TM: I've been living in Singapore for over 12 years now. Despite its small size, Singapore offers many intriguing areas and experiences. Nature, particularly the lush greenery and tropical flora, serves as a significant influence on my work. I live not far from the Botanic Gardens, so you may see me there seeking inspiration! During the pandemic, I found solace in capturing the serene beauty of Singapore's coastlines at sunrise and sunset, including locations like East Coast, Changi Beach, and Labrador Nature Park. Since 2021, I've been immersed in a project exploring Singapore's cultural heritage, often venturing to heritage sites such as Chinatown, Little India, and Joo Chiat. Here, I learn about their traditions and artisans, connect with those dedicated to preserving them. I feel fortunate to reside in such a diverse and inspiring city.

KA :How would you describe the art scene in Singapore?
TM: I feel like the art scene in Singapore is constantly evolving. There are a number of very talented local artists and several foreigners like me who have chosen to make Singapore their home. We also have some great initiatives driven by MCCY (the Ministry of Culture, Community and Youth) and the National Arts Council which showcase the works of local artists. So, I think the opportunities are growing. There is also a large and growing base of collectors based in Singapore.

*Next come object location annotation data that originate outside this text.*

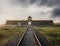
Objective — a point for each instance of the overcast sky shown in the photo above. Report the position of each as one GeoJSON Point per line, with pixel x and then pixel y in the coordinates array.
{"type": "Point", "coordinates": [21, 9]}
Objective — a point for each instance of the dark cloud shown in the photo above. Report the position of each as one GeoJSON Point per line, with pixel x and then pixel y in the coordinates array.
{"type": "Point", "coordinates": [56, 13]}
{"type": "Point", "coordinates": [43, 2]}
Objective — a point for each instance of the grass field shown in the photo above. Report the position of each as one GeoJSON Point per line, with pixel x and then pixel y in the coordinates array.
{"type": "Point", "coordinates": [52, 34]}
{"type": "Point", "coordinates": [8, 31]}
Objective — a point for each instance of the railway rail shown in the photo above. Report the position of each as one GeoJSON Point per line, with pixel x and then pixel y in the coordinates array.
{"type": "Point", "coordinates": [29, 38]}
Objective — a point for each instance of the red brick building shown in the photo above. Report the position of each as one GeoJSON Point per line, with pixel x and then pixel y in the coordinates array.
{"type": "Point", "coordinates": [29, 21]}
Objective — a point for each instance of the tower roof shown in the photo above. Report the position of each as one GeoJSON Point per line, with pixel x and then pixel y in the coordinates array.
{"type": "Point", "coordinates": [29, 17]}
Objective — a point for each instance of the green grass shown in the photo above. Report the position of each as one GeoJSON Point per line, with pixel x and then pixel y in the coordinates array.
{"type": "Point", "coordinates": [52, 34]}
{"type": "Point", "coordinates": [8, 31]}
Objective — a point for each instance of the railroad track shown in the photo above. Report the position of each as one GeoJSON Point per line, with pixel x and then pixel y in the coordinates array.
{"type": "Point", "coordinates": [29, 38]}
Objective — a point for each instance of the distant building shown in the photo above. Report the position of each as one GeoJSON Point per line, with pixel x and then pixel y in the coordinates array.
{"type": "Point", "coordinates": [29, 21]}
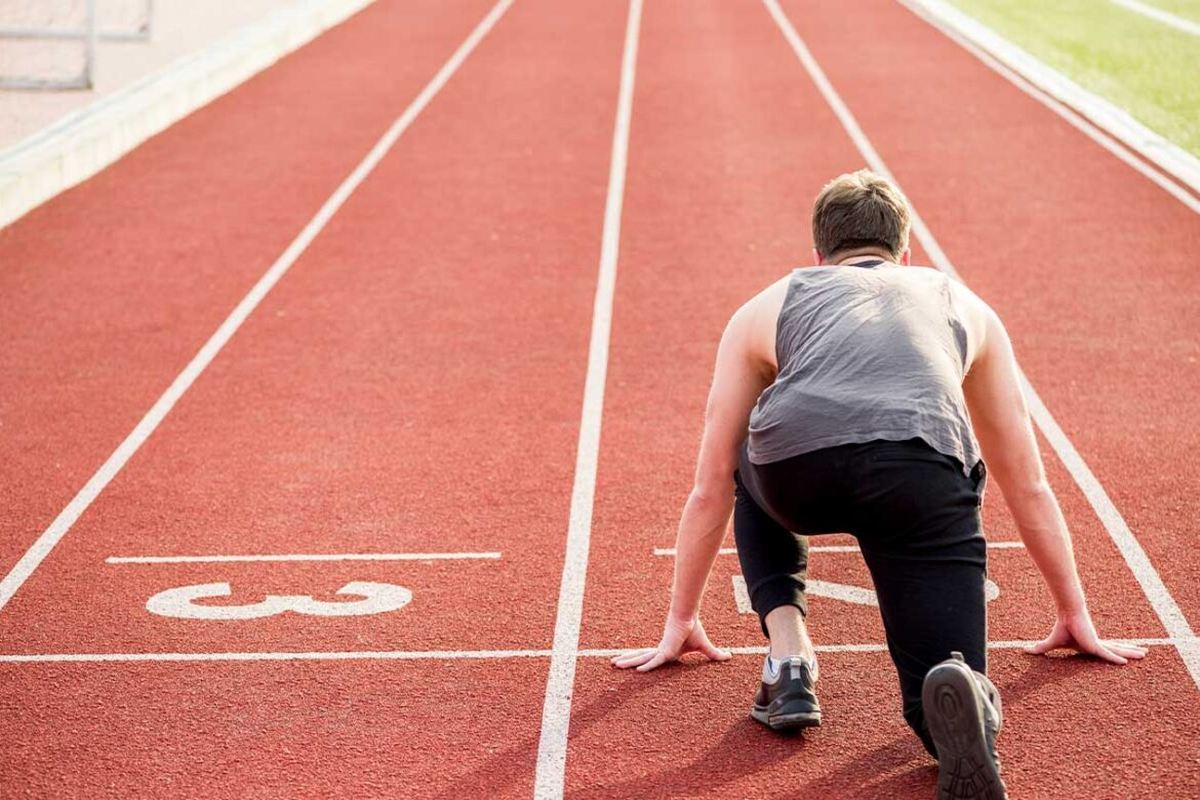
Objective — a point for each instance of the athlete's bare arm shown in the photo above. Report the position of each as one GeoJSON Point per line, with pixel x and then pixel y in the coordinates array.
{"type": "Point", "coordinates": [1002, 425]}
{"type": "Point", "coordinates": [745, 365]}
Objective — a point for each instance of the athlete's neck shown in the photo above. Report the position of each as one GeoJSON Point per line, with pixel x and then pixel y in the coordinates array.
{"type": "Point", "coordinates": [863, 254]}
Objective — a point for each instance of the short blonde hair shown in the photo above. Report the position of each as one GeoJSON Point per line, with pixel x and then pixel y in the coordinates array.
{"type": "Point", "coordinates": [861, 210]}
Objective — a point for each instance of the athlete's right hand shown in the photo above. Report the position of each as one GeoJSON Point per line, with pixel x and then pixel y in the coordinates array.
{"type": "Point", "coordinates": [1077, 631]}
{"type": "Point", "coordinates": [678, 637]}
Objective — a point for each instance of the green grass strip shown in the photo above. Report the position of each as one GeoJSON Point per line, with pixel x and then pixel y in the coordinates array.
{"type": "Point", "coordinates": [1146, 67]}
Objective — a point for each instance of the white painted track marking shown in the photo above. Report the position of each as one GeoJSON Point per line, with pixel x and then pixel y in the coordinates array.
{"type": "Point", "coordinates": [454, 655]}
{"type": "Point", "coordinates": [834, 548]}
{"type": "Point", "coordinates": [1161, 600]}
{"type": "Point", "coordinates": [180, 602]}
{"type": "Point", "coordinates": [91, 489]}
{"type": "Point", "coordinates": [551, 769]}
{"type": "Point", "coordinates": [1158, 14]}
{"type": "Point", "coordinates": [299, 557]}
{"type": "Point", "coordinates": [1103, 122]}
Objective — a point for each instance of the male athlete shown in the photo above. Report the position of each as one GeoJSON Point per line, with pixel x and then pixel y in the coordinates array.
{"type": "Point", "coordinates": [861, 396]}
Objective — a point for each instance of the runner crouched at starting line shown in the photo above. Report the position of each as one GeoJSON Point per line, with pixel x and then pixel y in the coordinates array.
{"type": "Point", "coordinates": [861, 396]}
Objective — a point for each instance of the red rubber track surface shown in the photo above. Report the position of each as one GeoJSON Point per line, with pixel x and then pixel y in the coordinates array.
{"type": "Point", "coordinates": [1091, 265]}
{"type": "Point", "coordinates": [109, 289]}
{"type": "Point", "coordinates": [730, 143]}
{"type": "Point", "coordinates": [414, 385]}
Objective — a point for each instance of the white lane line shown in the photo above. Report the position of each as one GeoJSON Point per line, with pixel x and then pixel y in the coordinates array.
{"type": "Point", "coordinates": [299, 557]}
{"type": "Point", "coordinates": [835, 548]}
{"type": "Point", "coordinates": [1156, 591]}
{"type": "Point", "coordinates": [91, 489]}
{"type": "Point", "coordinates": [454, 655]}
{"type": "Point", "coordinates": [1158, 14]}
{"type": "Point", "coordinates": [1105, 124]}
{"type": "Point", "coordinates": [551, 770]}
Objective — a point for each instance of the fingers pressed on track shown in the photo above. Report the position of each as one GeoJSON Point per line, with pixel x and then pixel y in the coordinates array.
{"type": "Point", "coordinates": [996, 175]}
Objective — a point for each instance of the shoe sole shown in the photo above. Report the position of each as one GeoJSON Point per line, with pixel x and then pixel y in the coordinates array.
{"type": "Point", "coordinates": [786, 721]}
{"type": "Point", "coordinates": [954, 715]}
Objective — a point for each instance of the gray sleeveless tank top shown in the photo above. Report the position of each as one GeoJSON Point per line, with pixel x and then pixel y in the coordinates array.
{"type": "Point", "coordinates": [865, 353]}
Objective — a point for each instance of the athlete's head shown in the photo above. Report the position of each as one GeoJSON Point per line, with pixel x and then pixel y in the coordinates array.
{"type": "Point", "coordinates": [861, 214]}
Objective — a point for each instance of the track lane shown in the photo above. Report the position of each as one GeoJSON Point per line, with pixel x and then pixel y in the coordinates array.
{"type": "Point", "coordinates": [1090, 264]}
{"type": "Point", "coordinates": [413, 384]}
{"type": "Point", "coordinates": [107, 290]}
{"type": "Point", "coordinates": [730, 144]}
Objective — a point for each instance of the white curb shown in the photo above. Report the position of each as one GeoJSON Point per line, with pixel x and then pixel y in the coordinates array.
{"type": "Point", "coordinates": [83, 143]}
{"type": "Point", "coordinates": [1108, 116]}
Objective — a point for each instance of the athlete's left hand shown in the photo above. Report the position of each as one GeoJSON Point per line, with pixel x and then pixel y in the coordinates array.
{"type": "Point", "coordinates": [678, 637]}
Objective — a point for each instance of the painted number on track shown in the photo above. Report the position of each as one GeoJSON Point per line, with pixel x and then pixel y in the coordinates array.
{"type": "Point", "coordinates": [181, 602]}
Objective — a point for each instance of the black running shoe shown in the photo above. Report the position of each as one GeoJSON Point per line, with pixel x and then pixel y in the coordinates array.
{"type": "Point", "coordinates": [963, 714]}
{"type": "Point", "coordinates": [787, 699]}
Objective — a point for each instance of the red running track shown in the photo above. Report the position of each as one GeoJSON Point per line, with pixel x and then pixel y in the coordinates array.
{"type": "Point", "coordinates": [413, 385]}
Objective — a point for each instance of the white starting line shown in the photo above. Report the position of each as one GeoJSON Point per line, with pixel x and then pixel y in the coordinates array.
{"type": "Point", "coordinates": [462, 655]}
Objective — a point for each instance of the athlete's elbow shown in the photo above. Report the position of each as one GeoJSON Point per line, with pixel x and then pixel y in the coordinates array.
{"type": "Point", "coordinates": [711, 495]}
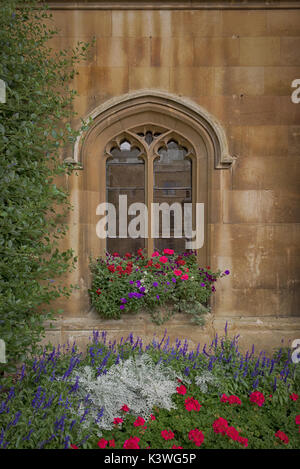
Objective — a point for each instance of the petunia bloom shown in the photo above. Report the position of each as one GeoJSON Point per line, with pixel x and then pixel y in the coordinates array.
{"type": "Point", "coordinates": [132, 443]}
{"type": "Point", "coordinates": [139, 422]}
{"type": "Point", "coordinates": [181, 390]}
{"type": "Point", "coordinates": [102, 443]}
{"type": "Point", "coordinates": [192, 404]}
{"type": "Point", "coordinates": [167, 435]}
{"type": "Point", "coordinates": [282, 436]}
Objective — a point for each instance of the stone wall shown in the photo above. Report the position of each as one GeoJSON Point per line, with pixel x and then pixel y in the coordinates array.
{"type": "Point", "coordinates": [238, 64]}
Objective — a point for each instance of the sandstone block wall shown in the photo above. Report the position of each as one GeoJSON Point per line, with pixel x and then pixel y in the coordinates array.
{"type": "Point", "coordinates": [238, 65]}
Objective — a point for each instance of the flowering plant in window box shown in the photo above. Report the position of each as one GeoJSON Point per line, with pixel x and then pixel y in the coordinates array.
{"type": "Point", "coordinates": [166, 283]}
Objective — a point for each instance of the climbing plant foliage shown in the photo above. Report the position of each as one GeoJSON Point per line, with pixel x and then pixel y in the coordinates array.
{"type": "Point", "coordinates": [35, 128]}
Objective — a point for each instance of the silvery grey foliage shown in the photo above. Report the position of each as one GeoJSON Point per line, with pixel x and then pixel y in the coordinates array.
{"type": "Point", "coordinates": [205, 379]}
{"type": "Point", "coordinates": [137, 382]}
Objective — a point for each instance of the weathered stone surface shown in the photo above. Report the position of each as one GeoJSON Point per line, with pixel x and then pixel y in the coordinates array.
{"type": "Point", "coordinates": [239, 81]}
{"type": "Point", "coordinates": [244, 23]}
{"type": "Point", "coordinates": [260, 51]}
{"type": "Point", "coordinates": [267, 333]}
{"type": "Point", "coordinates": [238, 65]}
{"type": "Point", "coordinates": [216, 51]}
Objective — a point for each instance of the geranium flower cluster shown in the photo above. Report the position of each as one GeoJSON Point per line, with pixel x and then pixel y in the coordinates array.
{"type": "Point", "coordinates": [221, 426]}
{"type": "Point", "coordinates": [196, 436]}
{"type": "Point", "coordinates": [125, 284]}
{"type": "Point", "coordinates": [231, 399]}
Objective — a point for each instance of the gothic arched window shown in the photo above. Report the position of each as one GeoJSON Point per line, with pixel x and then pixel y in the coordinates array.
{"type": "Point", "coordinates": [153, 166]}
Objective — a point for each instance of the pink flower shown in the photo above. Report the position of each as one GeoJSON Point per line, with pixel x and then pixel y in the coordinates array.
{"type": "Point", "coordinates": [184, 277]}
{"type": "Point", "coordinates": [243, 441]}
{"type": "Point", "coordinates": [139, 422]}
{"type": "Point", "coordinates": [177, 272]}
{"type": "Point", "coordinates": [282, 436]}
{"type": "Point", "coordinates": [192, 404]}
{"type": "Point", "coordinates": [220, 425]}
{"type": "Point", "coordinates": [234, 400]}
{"type": "Point", "coordinates": [257, 397]}
{"type": "Point", "coordinates": [232, 433]}
{"type": "Point", "coordinates": [163, 259]}
{"type": "Point", "coordinates": [117, 420]}
{"type": "Point", "coordinates": [102, 443]}
{"type": "Point", "coordinates": [196, 436]}
{"type": "Point", "coordinates": [167, 435]}
{"type": "Point", "coordinates": [181, 390]}
{"type": "Point", "coordinates": [132, 443]}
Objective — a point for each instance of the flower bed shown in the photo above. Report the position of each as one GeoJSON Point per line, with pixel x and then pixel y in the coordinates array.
{"type": "Point", "coordinates": [157, 396]}
{"type": "Point", "coordinates": [133, 283]}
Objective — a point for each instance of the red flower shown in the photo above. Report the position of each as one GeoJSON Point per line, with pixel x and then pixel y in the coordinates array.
{"type": "Point", "coordinates": [243, 441]}
{"type": "Point", "coordinates": [192, 404]}
{"type": "Point", "coordinates": [177, 272]}
{"type": "Point", "coordinates": [102, 443]}
{"type": "Point", "coordinates": [224, 398]}
{"type": "Point", "coordinates": [196, 436]}
{"type": "Point", "coordinates": [220, 425]}
{"type": "Point", "coordinates": [181, 390]}
{"type": "Point", "coordinates": [168, 251]}
{"type": "Point", "coordinates": [180, 262]}
{"type": "Point", "coordinates": [257, 397]}
{"type": "Point", "coordinates": [282, 436]}
{"type": "Point", "coordinates": [117, 420]}
{"type": "Point", "coordinates": [132, 443]}
{"type": "Point", "coordinates": [163, 259]}
{"type": "Point", "coordinates": [167, 435]}
{"type": "Point", "coordinates": [234, 400]}
{"type": "Point", "coordinates": [139, 422]}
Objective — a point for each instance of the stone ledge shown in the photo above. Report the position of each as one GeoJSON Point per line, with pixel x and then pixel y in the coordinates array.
{"type": "Point", "coordinates": [265, 333]}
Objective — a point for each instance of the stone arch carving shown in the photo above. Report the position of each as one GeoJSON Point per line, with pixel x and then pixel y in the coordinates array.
{"type": "Point", "coordinates": [197, 117]}
{"type": "Point", "coordinates": [191, 124]}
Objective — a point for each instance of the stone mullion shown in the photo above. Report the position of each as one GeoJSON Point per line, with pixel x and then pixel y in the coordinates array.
{"type": "Point", "coordinates": [149, 200]}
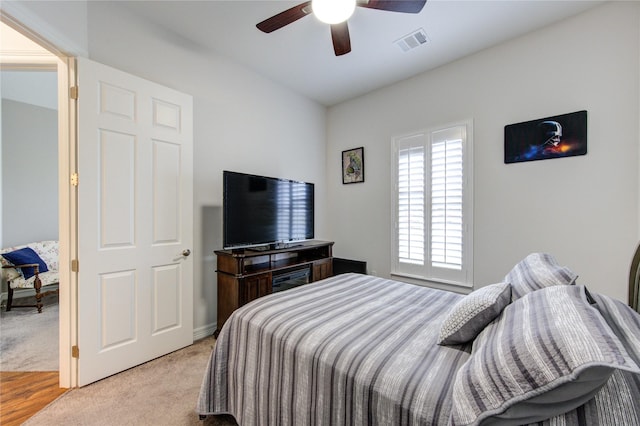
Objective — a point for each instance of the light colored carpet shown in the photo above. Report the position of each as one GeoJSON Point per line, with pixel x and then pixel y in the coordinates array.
{"type": "Point", "coordinates": [29, 340]}
{"type": "Point", "coordinates": [160, 392]}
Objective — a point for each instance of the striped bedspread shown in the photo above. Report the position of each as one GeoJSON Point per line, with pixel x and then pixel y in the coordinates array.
{"type": "Point", "coordinates": [349, 350]}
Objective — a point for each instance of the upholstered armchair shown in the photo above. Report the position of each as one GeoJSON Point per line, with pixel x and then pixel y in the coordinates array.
{"type": "Point", "coordinates": [30, 266]}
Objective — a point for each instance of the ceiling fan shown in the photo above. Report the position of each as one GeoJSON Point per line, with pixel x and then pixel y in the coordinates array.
{"type": "Point", "coordinates": [339, 28]}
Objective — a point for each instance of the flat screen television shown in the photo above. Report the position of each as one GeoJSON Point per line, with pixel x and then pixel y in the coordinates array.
{"type": "Point", "coordinates": [265, 211]}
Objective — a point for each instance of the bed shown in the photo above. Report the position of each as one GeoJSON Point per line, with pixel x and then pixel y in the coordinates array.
{"type": "Point", "coordinates": [361, 350]}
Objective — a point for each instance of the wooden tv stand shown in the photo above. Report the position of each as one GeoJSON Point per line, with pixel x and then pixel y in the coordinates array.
{"type": "Point", "coordinates": [246, 274]}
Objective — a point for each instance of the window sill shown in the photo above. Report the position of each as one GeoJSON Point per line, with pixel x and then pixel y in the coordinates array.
{"type": "Point", "coordinates": [440, 284]}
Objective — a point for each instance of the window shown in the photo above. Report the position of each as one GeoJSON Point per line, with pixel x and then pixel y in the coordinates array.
{"type": "Point", "coordinates": [433, 205]}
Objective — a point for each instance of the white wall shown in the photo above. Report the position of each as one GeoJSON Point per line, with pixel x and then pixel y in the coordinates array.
{"type": "Point", "coordinates": [29, 171]}
{"type": "Point", "coordinates": [583, 210]}
{"type": "Point", "coordinates": [242, 122]}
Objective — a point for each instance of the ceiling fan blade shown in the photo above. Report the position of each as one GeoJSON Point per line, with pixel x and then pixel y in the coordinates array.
{"type": "Point", "coordinates": [404, 6]}
{"type": "Point", "coordinates": [285, 18]}
{"type": "Point", "coordinates": [341, 39]}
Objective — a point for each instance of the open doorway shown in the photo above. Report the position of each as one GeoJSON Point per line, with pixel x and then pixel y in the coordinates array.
{"type": "Point", "coordinates": [28, 182]}
{"type": "Point", "coordinates": [24, 58]}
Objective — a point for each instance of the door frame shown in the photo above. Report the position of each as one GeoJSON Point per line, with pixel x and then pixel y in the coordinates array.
{"type": "Point", "coordinates": [67, 208]}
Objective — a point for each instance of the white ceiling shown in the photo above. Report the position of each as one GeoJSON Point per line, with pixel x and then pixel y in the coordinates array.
{"type": "Point", "coordinates": [27, 74]}
{"type": "Point", "coordinates": [300, 55]}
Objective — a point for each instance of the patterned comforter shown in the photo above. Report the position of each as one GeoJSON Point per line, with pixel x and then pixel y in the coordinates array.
{"type": "Point", "coordinates": [362, 350]}
{"type": "Point", "coordinates": [352, 349]}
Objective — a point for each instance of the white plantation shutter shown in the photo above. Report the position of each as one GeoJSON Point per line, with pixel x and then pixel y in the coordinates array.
{"type": "Point", "coordinates": [433, 199]}
{"type": "Point", "coordinates": [447, 198]}
{"type": "Point", "coordinates": [411, 196]}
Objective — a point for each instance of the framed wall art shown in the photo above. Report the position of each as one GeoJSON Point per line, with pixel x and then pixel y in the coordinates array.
{"type": "Point", "coordinates": [551, 137]}
{"type": "Point", "coordinates": [353, 165]}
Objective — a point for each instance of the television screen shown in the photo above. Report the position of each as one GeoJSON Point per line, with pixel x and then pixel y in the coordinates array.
{"type": "Point", "coordinates": [259, 210]}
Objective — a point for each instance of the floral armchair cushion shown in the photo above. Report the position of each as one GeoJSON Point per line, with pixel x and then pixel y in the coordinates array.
{"type": "Point", "coordinates": [48, 252]}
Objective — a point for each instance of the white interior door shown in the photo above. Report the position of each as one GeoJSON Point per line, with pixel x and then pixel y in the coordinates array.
{"type": "Point", "coordinates": [135, 221]}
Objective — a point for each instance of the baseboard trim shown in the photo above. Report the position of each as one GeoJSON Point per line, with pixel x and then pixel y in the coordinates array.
{"type": "Point", "coordinates": [21, 293]}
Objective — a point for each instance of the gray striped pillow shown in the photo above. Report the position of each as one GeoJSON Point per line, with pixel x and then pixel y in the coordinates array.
{"type": "Point", "coordinates": [470, 315]}
{"type": "Point", "coordinates": [536, 271]}
{"type": "Point", "coordinates": [549, 353]}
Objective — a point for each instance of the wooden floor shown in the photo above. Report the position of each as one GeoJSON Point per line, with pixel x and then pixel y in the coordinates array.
{"type": "Point", "coordinates": [23, 394]}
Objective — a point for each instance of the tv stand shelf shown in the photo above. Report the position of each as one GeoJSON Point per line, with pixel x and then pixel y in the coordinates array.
{"type": "Point", "coordinates": [245, 274]}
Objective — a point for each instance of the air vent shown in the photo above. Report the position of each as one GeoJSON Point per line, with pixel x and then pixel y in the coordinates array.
{"type": "Point", "coordinates": [413, 40]}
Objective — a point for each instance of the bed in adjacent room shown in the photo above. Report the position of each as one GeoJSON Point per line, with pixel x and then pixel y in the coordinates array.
{"type": "Point", "coordinates": [362, 350]}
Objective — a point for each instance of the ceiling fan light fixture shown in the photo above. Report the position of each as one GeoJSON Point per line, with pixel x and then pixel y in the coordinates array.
{"type": "Point", "coordinates": [333, 11]}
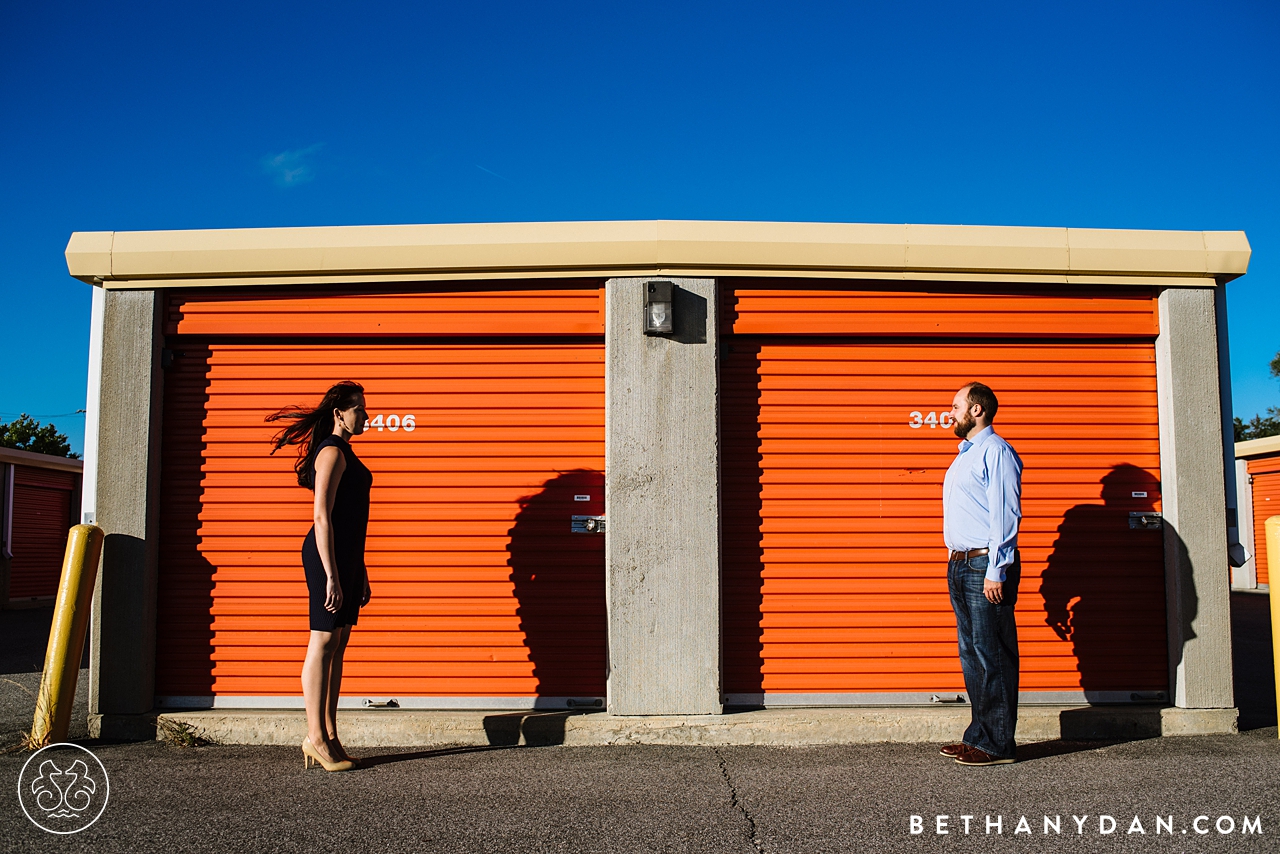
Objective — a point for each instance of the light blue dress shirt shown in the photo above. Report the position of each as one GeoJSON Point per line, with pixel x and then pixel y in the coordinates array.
{"type": "Point", "coordinates": [982, 499]}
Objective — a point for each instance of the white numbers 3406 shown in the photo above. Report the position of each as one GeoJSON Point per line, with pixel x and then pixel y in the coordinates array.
{"type": "Point", "coordinates": [933, 420]}
{"type": "Point", "coordinates": [393, 423]}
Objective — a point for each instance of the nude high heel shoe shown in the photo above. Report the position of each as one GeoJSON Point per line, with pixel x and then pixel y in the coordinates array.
{"type": "Point", "coordinates": [310, 754]}
{"type": "Point", "coordinates": [334, 744]}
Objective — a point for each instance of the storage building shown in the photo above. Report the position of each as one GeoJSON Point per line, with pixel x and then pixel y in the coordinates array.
{"type": "Point", "coordinates": [40, 499]}
{"type": "Point", "coordinates": [1257, 478]}
{"type": "Point", "coordinates": [768, 471]}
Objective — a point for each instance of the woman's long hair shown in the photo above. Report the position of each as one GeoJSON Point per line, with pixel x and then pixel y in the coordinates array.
{"type": "Point", "coordinates": [309, 428]}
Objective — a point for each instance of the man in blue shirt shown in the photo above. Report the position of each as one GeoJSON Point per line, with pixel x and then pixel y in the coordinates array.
{"type": "Point", "coordinates": [981, 511]}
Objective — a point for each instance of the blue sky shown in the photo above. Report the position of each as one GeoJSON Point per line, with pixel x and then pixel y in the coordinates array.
{"type": "Point", "coordinates": [120, 117]}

KA : The Straits Times featured your art explorations of Little India. Have you ever been to India? Why did you choose that part of Singapore for your art explorations? 
TM : I truly appreciate the recognition of my art expressed through the 'Singapore Cultural Series,' which celebrates intangible cultural heritage. I have only visited India once, a long time ago. Its chaotic streets, aromatic spices, warm air, and the smiles of its people left an indelible mark on me. This experience was part of a larger solo journey during my university summer holidays, where I explored 13 countries. I definitely look forward to returning to India and immersing myself in its many cultures.
In selecting Little India in Singapore for my artistic explorations, I was drawn to its vibrant and culturally rich atmosphere, reflecting the diversity inherent in Singapore itself. As one of the city's most dynamic districts, Little India captivates with its bustling markets, lively streets, and diverse culinary offerings.
The Mala flower sellers of Little India hold a special place in my heart, not only for their visual charm but also for their significant contribution to the cultural fabric of the community. My friendship with Ponna, a Mala flower seller, has been a delightful experience, as she generously shared her knowledge and introduced me to her family. The warmth and hospitality of Indian culture is truly remarkable.
My current artistic series focuses on depicting traditional craftspeople from Malay, Chinese, Peranakan, and Indian communities, highlighting traditional crafts that are threatened by our 21st century lifestyle.

KA : Horses are a symbol of strength, beauty and Polo is considered a Royal Sport. Polo is a typical sport found historically in British Colonies such as India & Singapore. What is it about horses that fascinates you?

TM : Currently, I am hosting a solo exhibition at the Singapore Polo Club. While my knowledge of polo was limited, my previous experiences with horseback riding has given me an appreciation of their power and beauty. The exhibition has been a delightful experience, allowing me to engage with the staff and members of the club, who are all passionate horse lovers. Immersing myself in the world of polo, observing the magnificent horses in action, and learning more about the sport have served as inspiration for my artwork. Much of my painting was completed on-site at the club, providing a stimulating environment that fuelled my creativity.